Labor leaders oppose the repeated use of the Canadian government of a law that reduces the right of workers to attack and forces them to arbitrate, a step that the government took in recent years with workers in ports, railways and other places.

“We are in a situation that literally hundreds of thousands of Canadians and visitors from our country are being interrupted by this action,” said Prime Minister Mark Carney. “I urge both parties to solve this as quickly as possible.”

Carney emphasized that it was important that the hostesses were fairly compensated at all times.

Job’s minister, Patty Hajdu, said that the federal government is launching an investigation into the accusations of the unions that flight attendees are not paid for the work they do while the planes are on the ground, and is considering presenting the legislation to address the problem.

Air Canada operates around 700 flights per day. The airline estimated on Monday that 500,000 clients would be affected by flight cancellations.

The Aviation Analysis firm Cirium said that until Monday afternoon, Air Canada had canceled at least 1,219 national flights and 1,339 international flights since last Thursday, when the carrier began gradually suspending your operations before the strike and blockade.

Air Canada’s executive president Michael Rousseau said he was still looking for a quick resolution.
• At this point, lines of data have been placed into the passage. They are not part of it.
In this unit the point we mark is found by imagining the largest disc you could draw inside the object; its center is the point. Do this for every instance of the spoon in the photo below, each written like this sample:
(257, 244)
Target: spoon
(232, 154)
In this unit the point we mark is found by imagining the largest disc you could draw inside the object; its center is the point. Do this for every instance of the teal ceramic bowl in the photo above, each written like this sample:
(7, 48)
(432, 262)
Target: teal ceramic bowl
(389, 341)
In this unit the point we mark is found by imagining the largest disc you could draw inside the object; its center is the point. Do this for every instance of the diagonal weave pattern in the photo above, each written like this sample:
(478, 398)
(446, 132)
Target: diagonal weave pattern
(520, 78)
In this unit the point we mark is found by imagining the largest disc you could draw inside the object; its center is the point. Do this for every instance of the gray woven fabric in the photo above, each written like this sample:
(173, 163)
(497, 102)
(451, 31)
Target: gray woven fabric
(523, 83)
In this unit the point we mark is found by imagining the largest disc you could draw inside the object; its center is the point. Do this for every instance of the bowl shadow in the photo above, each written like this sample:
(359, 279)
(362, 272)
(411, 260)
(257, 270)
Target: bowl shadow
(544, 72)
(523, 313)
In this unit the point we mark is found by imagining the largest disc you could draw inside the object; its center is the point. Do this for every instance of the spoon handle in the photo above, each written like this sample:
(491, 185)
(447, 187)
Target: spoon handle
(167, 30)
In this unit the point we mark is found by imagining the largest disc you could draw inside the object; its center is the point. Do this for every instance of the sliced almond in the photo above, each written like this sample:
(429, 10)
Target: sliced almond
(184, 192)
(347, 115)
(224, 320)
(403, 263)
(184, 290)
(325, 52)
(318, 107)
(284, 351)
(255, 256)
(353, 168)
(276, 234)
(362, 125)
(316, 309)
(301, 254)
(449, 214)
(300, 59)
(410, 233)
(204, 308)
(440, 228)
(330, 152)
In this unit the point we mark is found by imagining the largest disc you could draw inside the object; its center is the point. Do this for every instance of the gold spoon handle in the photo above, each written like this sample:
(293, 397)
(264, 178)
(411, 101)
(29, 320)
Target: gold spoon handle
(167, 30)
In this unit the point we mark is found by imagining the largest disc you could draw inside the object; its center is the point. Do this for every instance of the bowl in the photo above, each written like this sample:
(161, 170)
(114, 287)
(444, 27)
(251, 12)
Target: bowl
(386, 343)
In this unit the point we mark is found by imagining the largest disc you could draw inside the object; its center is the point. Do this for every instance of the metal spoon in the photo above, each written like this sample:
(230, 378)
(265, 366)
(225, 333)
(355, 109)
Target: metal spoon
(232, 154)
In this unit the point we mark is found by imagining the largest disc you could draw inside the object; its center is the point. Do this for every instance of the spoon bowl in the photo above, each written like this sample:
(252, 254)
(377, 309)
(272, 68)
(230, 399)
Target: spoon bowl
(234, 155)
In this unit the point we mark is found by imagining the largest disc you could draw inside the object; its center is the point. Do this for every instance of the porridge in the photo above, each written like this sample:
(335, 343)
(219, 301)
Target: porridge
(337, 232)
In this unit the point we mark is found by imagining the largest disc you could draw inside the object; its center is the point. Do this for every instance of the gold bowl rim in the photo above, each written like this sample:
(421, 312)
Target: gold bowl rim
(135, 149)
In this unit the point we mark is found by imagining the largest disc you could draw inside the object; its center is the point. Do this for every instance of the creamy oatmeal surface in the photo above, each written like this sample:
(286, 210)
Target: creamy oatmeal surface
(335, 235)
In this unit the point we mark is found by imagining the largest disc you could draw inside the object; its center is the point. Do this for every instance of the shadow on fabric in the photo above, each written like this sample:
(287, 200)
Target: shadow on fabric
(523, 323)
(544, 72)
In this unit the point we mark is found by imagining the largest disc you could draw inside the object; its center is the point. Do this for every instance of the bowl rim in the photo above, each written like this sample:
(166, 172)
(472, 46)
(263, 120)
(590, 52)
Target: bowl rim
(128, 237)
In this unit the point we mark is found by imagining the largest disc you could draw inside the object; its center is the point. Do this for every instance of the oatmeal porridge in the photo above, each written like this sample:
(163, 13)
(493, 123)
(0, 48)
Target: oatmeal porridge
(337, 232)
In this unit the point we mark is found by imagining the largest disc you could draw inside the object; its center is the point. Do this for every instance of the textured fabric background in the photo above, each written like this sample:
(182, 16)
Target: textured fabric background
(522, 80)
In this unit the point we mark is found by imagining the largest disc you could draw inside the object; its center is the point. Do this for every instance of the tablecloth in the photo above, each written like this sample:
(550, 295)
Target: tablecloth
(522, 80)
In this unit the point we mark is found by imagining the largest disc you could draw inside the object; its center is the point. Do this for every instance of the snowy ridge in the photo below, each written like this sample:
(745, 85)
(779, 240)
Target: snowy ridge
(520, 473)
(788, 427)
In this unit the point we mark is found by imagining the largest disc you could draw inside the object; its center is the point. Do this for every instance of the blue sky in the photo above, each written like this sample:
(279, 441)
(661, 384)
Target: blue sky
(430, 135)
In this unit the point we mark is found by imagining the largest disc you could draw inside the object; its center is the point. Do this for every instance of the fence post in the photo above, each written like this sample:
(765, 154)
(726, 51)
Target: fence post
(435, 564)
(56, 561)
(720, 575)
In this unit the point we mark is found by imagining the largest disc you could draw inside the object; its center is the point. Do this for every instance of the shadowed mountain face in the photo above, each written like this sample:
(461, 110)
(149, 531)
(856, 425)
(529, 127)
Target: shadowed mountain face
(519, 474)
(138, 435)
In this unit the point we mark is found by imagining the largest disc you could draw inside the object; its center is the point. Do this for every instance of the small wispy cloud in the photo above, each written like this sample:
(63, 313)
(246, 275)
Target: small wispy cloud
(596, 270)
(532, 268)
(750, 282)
“Obviously we hope to go tomorrow, but we will make that decision later today,” Rousseau said in BNN Bloomberg shortly after the union announced that he would continue with the strike.

The resident of Montreal, Robert Brzymowski, was stranded in Prague along with his wife and two children since Saturday, when Air Canada canceled his flight home of what was destined to be two -week vacation visiting relatives.

Brzymowski, who consults companies about energy efficiency practices, said he was ready to start a new job on Monday but lost the contract because he did not return to Montreal in time.

“I wasn’t planning to lose my job during the holidays,” he said.

Frustrated by what he described as a lack of communication from the airline, Brzymowski said it went to Prague Airport on Monday morning and was able to obtain the airline to book a new flight on August 25, more than a week after its original flight.

He said that his children will also lose the first day of the new school year, and that his wife will not be paid the week because she used the last free time paid for the year for this trip.

“I, for my part, I will never fly again to Air Canada,” Brzymowski said. “I’ll take a boat if I have to do it.”

Flight attendees left work early after rejecting the airline’s request to hold arbitration directed by the government, allowing a third -party mediator to decide the terms of a new contract.

Air Canada and Cupe have been in contract conversations for approximately eight months, but remain very separate in the issue of payment and unpaid work that the hostesses do when the airplanes are not in the air.

The last offer of the airline included a 38% increase in total compensation, including benefits and pensions, for four years that said “it would have made our hostesses the best compensated in Canada.”

But the union delayed, saying that the 8% increase proposed in the first year was not far enough due to inflation.

Passengers whose flights are affected will be eligible to request a complete refund on the website or the airline’s mobile application, according to Air Canada.